Né le 10 février 1933 à Oued Amizour (Algérie), une des sept victimes de la manifestation parisienne du 14 juillet 1953 place de la Nation à Paris.

Plaque apposée par la Ville de Paris, 12 avenue du Trône, le 6 juillet 2017
Cliché Daniel Kupferstein
Mouhoub Illoul
Mouhoub Illoul était le fils de Illoul Akli ben Mohaud Said, cordonnier, et de Lebbah Fatima, sans profession sur l’acte de naissance.
Domicilié 83 rue Jean Jaurès à Maisons-Alfort (Seine, Val-de-Marne), ouvrier du bâtiment au centre de formation de Saint-Priest (Rhône), il participa avec le Mouvement pour le triomphe des libertés démocratiques (MTLD) à Paris, à la manifestation du 14 juillet 1953 organisée par la gauche syndicale et communiste. Entre 6000 et 8000 Algériens défilaient en fin de cortège place de la Nation quand des affrontements eurent lieu avec la police. Celle-ci tira sans sommation faisant six morts algériens (Abdallah Bacha , Larbi Daoui, Tahar Madjène, Amar Tadjadit, Abdelkader Draris, Mouhoub Illoul) et un français de la CGT, Maurice Lurot.
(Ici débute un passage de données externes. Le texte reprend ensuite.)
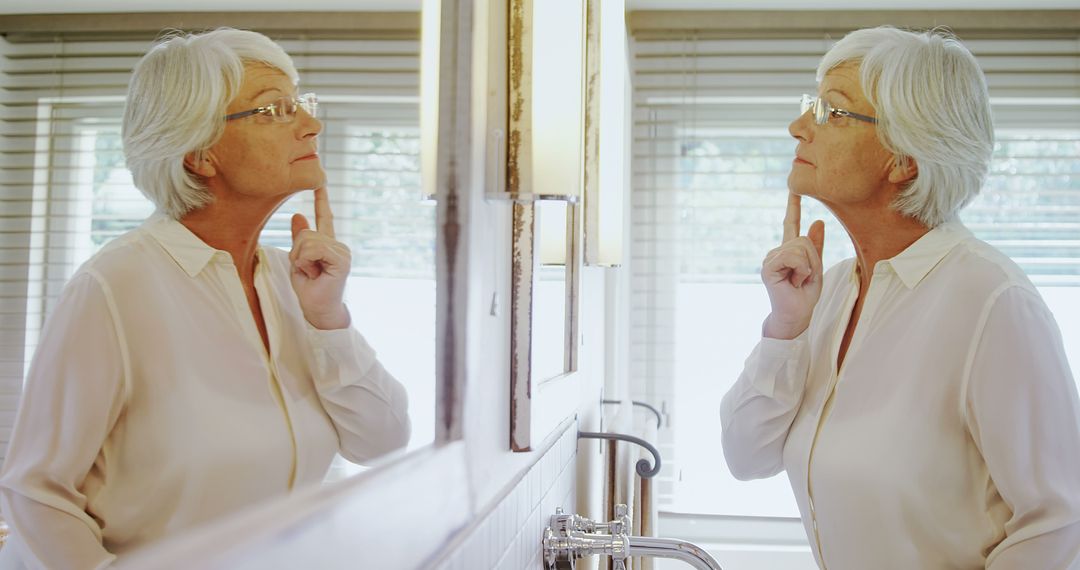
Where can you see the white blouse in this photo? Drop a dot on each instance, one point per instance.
(151, 405)
(950, 436)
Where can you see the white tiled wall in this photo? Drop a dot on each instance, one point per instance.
(509, 537)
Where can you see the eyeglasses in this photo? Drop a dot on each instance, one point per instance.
(282, 110)
(822, 110)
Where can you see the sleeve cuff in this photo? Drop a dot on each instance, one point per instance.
(342, 356)
(775, 365)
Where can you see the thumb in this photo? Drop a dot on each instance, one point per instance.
(299, 224)
(817, 235)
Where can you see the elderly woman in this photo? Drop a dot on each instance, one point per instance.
(918, 395)
(188, 372)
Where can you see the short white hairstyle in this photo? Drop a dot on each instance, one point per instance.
(176, 105)
(932, 106)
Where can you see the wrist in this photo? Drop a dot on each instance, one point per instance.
(331, 320)
(781, 329)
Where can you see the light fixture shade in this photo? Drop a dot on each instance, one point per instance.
(547, 100)
(431, 19)
(607, 149)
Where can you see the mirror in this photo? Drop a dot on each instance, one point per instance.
(364, 67)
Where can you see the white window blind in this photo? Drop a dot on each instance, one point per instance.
(65, 190)
(712, 155)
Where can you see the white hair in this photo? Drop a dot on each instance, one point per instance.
(176, 105)
(932, 106)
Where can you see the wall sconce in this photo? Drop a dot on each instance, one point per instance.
(547, 102)
(431, 19)
(606, 153)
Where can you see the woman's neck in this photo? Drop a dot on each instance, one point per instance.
(232, 226)
(877, 234)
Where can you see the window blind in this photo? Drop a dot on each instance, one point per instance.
(65, 190)
(712, 155)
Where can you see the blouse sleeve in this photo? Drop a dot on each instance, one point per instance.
(1023, 414)
(368, 407)
(72, 397)
(757, 411)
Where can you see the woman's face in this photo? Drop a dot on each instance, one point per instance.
(841, 163)
(259, 158)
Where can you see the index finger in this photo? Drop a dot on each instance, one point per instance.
(792, 217)
(324, 218)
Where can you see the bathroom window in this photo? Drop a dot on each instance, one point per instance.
(712, 155)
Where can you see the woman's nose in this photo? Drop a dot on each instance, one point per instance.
(309, 125)
(800, 127)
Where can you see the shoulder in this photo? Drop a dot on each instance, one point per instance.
(839, 273)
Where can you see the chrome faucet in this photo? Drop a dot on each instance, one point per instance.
(571, 537)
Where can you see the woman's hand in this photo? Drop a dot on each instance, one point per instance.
(793, 275)
(320, 268)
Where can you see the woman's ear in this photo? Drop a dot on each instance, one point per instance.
(904, 170)
(199, 163)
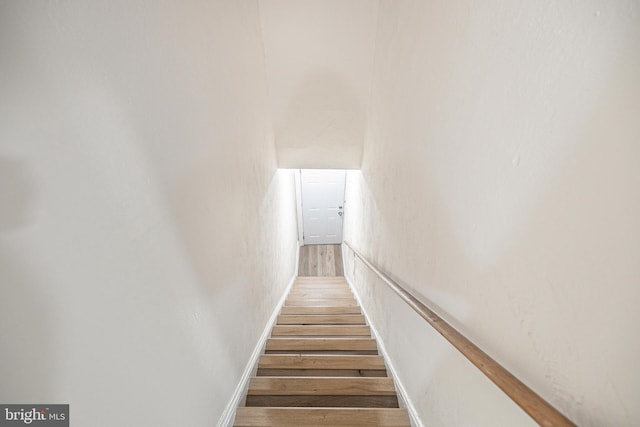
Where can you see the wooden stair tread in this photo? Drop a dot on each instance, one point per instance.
(320, 310)
(310, 344)
(316, 417)
(321, 362)
(321, 366)
(321, 319)
(320, 330)
(321, 386)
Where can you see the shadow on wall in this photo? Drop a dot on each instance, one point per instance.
(323, 126)
(24, 315)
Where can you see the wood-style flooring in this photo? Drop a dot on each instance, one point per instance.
(321, 366)
(320, 260)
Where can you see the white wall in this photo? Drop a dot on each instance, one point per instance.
(319, 55)
(145, 233)
(500, 179)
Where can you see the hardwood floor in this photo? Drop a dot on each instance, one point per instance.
(321, 366)
(321, 260)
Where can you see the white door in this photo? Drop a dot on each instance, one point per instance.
(322, 206)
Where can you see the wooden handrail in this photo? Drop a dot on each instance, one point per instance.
(537, 408)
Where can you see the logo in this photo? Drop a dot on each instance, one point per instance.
(35, 415)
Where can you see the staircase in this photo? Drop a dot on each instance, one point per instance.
(321, 366)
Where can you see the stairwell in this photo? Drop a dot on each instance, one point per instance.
(321, 366)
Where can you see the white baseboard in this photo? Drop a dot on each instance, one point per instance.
(404, 397)
(229, 413)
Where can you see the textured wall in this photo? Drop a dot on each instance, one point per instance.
(500, 179)
(318, 59)
(145, 233)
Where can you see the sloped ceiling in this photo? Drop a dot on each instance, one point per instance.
(319, 56)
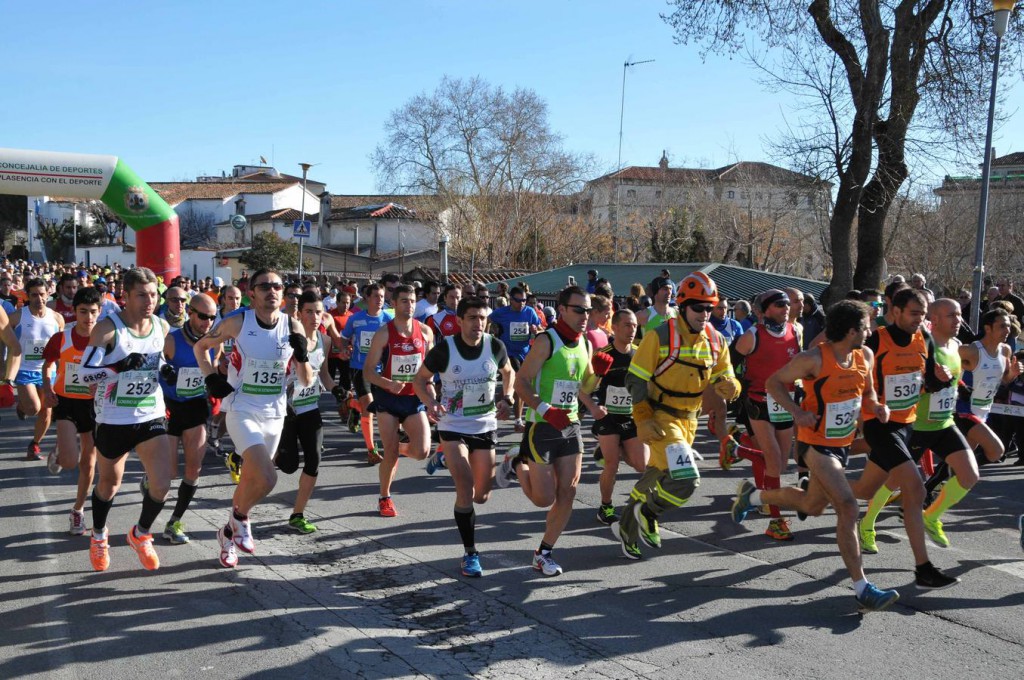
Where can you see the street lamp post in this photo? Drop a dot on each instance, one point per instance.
(619, 163)
(305, 170)
(1003, 9)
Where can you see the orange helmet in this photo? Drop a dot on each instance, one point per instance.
(698, 287)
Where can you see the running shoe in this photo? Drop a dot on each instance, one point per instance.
(929, 578)
(471, 566)
(33, 453)
(233, 465)
(867, 544)
(386, 507)
(506, 471)
(631, 550)
(778, 529)
(876, 599)
(934, 529)
(606, 514)
(648, 527)
(52, 464)
(228, 556)
(546, 564)
(803, 483)
(99, 551)
(435, 462)
(175, 533)
(76, 523)
(142, 545)
(742, 506)
(727, 453)
(301, 524)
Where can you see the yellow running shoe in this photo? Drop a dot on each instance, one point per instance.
(142, 545)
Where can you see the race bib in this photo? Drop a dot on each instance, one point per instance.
(519, 331)
(776, 414)
(403, 367)
(941, 404)
(366, 337)
(136, 389)
(73, 380)
(619, 400)
(681, 461)
(841, 418)
(564, 393)
(263, 376)
(902, 390)
(306, 396)
(478, 398)
(189, 383)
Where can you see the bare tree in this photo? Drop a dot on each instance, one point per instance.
(886, 81)
(501, 176)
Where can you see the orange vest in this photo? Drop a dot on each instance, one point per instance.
(69, 383)
(899, 376)
(835, 397)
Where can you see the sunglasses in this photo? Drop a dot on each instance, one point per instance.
(205, 317)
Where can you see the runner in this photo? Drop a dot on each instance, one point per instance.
(187, 405)
(549, 461)
(905, 363)
(767, 347)
(122, 360)
(467, 414)
(303, 425)
(516, 325)
(253, 393)
(669, 374)
(357, 335)
(839, 387)
(399, 346)
(72, 400)
(34, 325)
(612, 413)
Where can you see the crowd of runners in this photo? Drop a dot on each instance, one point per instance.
(122, 363)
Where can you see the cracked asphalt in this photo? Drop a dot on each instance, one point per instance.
(369, 597)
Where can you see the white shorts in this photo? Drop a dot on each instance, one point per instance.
(248, 430)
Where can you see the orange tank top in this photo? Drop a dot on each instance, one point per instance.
(898, 376)
(69, 383)
(835, 397)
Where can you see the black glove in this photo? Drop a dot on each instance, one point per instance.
(133, 362)
(169, 374)
(217, 386)
(299, 344)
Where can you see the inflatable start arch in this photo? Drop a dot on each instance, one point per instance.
(105, 178)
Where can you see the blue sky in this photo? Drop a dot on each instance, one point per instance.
(189, 88)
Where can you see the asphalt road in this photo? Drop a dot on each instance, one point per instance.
(383, 598)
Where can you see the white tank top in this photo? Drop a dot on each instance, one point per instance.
(986, 378)
(302, 398)
(468, 391)
(33, 334)
(258, 367)
(132, 397)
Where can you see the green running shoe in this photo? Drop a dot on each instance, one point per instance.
(301, 524)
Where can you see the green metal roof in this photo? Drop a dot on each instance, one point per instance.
(733, 282)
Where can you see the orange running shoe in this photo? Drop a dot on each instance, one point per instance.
(99, 552)
(142, 545)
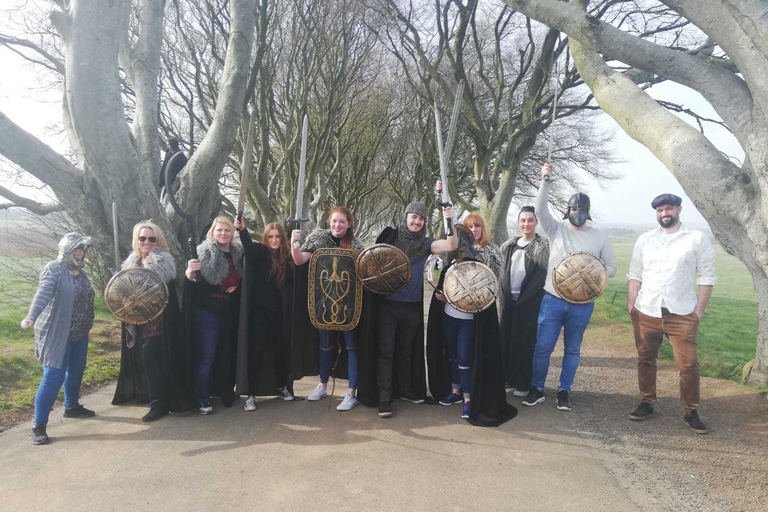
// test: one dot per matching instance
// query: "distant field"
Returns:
(729, 329)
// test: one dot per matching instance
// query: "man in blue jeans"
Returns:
(567, 236)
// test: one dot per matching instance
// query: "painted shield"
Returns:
(383, 268)
(470, 287)
(580, 278)
(335, 297)
(136, 295)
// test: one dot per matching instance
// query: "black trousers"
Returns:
(152, 357)
(400, 331)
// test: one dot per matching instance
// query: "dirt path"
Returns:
(301, 455)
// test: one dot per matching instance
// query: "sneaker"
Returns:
(318, 393)
(563, 404)
(285, 394)
(451, 399)
(204, 407)
(533, 397)
(693, 421)
(156, 411)
(348, 403)
(39, 435)
(643, 411)
(78, 412)
(385, 409)
(412, 399)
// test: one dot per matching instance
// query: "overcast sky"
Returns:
(623, 201)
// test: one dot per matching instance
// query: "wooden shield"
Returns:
(383, 268)
(580, 278)
(470, 287)
(335, 297)
(136, 295)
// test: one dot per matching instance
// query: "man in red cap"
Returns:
(661, 300)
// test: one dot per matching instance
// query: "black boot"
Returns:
(39, 435)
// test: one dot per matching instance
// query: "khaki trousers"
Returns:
(681, 330)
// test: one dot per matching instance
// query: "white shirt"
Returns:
(666, 266)
(517, 268)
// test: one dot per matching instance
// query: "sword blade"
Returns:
(302, 169)
(246, 164)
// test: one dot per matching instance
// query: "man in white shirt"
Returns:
(661, 300)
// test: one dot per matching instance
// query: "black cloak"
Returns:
(488, 404)
(264, 332)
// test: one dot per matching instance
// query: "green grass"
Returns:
(20, 371)
(728, 330)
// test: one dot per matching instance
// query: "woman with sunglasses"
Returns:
(211, 304)
(266, 315)
(62, 312)
(153, 361)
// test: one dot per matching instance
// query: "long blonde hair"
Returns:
(148, 224)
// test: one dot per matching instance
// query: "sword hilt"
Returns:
(297, 244)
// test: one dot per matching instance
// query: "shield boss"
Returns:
(383, 268)
(580, 278)
(470, 287)
(136, 295)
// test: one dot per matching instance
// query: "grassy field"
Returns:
(20, 371)
(729, 328)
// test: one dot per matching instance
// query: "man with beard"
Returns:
(400, 315)
(661, 300)
(177, 163)
(565, 237)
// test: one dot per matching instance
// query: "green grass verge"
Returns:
(728, 331)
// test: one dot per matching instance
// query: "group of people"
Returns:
(243, 328)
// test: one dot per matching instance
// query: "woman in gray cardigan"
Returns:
(62, 312)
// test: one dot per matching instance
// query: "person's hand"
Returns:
(546, 171)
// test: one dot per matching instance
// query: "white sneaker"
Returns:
(285, 394)
(318, 393)
(348, 403)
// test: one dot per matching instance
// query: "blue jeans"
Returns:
(459, 338)
(555, 314)
(326, 357)
(70, 375)
(208, 326)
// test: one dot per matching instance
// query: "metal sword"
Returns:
(245, 167)
(300, 184)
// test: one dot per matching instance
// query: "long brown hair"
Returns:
(279, 255)
(346, 240)
(475, 219)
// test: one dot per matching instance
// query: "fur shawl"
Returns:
(213, 264)
(158, 260)
(321, 239)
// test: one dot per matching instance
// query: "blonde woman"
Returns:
(213, 293)
(153, 361)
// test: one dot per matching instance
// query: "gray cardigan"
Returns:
(51, 310)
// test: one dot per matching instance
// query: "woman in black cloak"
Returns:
(154, 361)
(466, 366)
(266, 306)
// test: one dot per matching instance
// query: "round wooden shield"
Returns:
(383, 268)
(580, 278)
(470, 287)
(335, 297)
(136, 295)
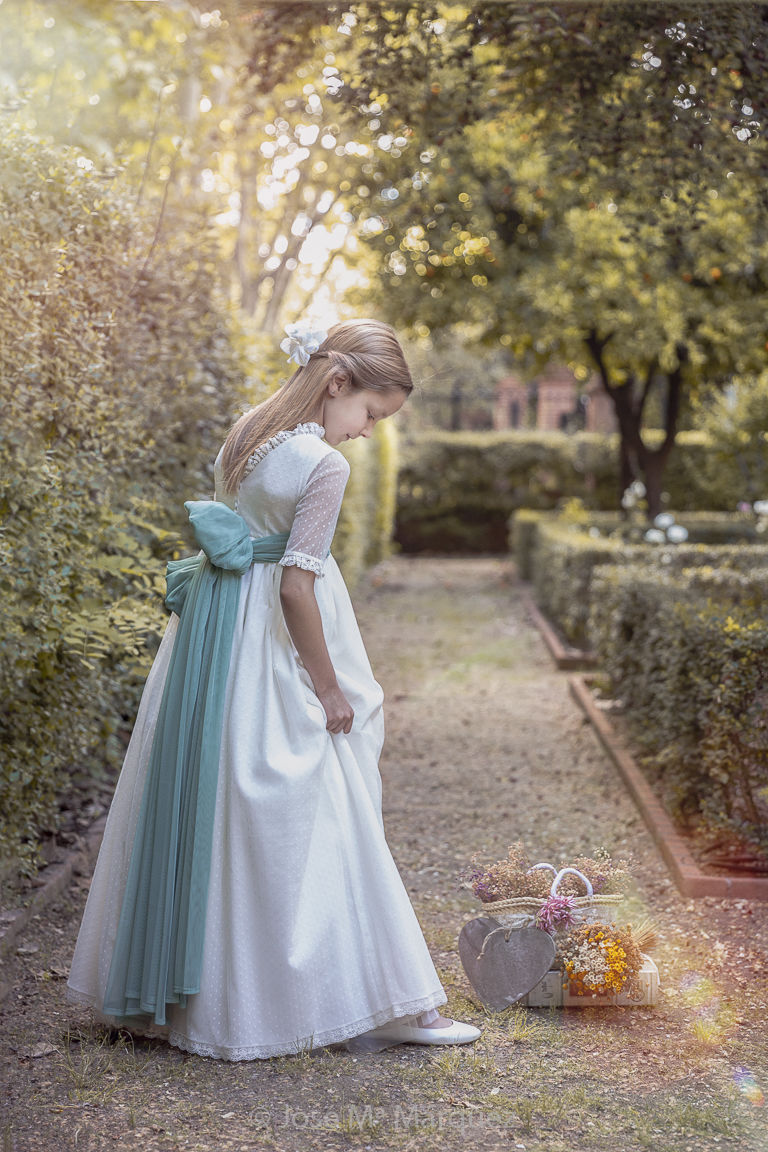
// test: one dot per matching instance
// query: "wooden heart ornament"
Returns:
(503, 963)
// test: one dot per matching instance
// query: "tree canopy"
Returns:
(582, 181)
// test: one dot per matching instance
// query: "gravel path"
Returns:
(484, 747)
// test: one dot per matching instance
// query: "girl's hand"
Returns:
(337, 710)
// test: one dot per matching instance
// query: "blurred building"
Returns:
(553, 402)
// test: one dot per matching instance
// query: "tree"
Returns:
(595, 183)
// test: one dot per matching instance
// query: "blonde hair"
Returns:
(363, 353)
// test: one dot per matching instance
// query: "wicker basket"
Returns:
(521, 909)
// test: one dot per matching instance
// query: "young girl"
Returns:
(244, 903)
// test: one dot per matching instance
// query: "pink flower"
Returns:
(555, 914)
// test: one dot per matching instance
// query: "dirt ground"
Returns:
(484, 747)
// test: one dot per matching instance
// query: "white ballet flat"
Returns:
(410, 1033)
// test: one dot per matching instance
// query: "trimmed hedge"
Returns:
(687, 654)
(562, 558)
(457, 490)
(120, 376)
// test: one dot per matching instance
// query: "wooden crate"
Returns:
(550, 993)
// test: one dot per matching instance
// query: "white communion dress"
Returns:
(309, 934)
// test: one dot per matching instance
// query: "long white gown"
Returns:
(310, 935)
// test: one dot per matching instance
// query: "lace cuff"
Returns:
(301, 560)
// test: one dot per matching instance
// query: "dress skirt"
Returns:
(310, 935)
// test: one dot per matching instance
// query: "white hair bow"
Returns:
(301, 342)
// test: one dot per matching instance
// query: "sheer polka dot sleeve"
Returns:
(317, 513)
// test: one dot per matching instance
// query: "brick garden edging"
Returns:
(567, 659)
(686, 873)
(53, 880)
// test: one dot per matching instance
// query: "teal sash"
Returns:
(158, 952)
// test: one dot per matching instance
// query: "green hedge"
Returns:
(457, 490)
(561, 558)
(121, 371)
(686, 652)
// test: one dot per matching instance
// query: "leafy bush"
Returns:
(119, 372)
(457, 490)
(562, 558)
(687, 653)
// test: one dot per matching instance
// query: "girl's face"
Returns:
(347, 412)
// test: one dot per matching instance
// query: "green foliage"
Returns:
(614, 221)
(687, 653)
(562, 558)
(457, 490)
(118, 374)
(737, 422)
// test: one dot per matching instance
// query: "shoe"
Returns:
(410, 1033)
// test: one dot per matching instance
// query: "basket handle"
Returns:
(572, 871)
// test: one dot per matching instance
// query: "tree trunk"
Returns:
(629, 400)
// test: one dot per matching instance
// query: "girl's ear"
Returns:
(337, 384)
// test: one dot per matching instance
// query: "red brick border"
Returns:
(686, 873)
(568, 659)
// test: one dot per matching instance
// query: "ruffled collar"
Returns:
(309, 429)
Selon la mémoire familliale, il était le porteur d’un des cinq drapeaux algériens. La balle était entrée dans le sourcil gauche jusqu’à la boîte crânienne puis ressortie. Il mourut à 20 h 30 à l’hôpital Saint-Louis.
Le 20 juillet, son corps qui n’avait pas été réclamé par sa famille, fut enterré au cimetière franco-musulman de Bobigny en présence d’un grand déploiement de forces de l’ordre. À la demande du MTLD, il fut exhumé le 18 septembre et rapatrié en Algérie le 24 septembre. Accueilli à Alger par le comité de soutien aux victimes, il partit en direction de Bejaia en Kabylie où le commissaire demanda un enterrement immédiat pour empêcher tout rassemblement. Cependant une foule importante participa aux obsèques. Alger républicain publia des photos de son enterrement à Oued Amizour.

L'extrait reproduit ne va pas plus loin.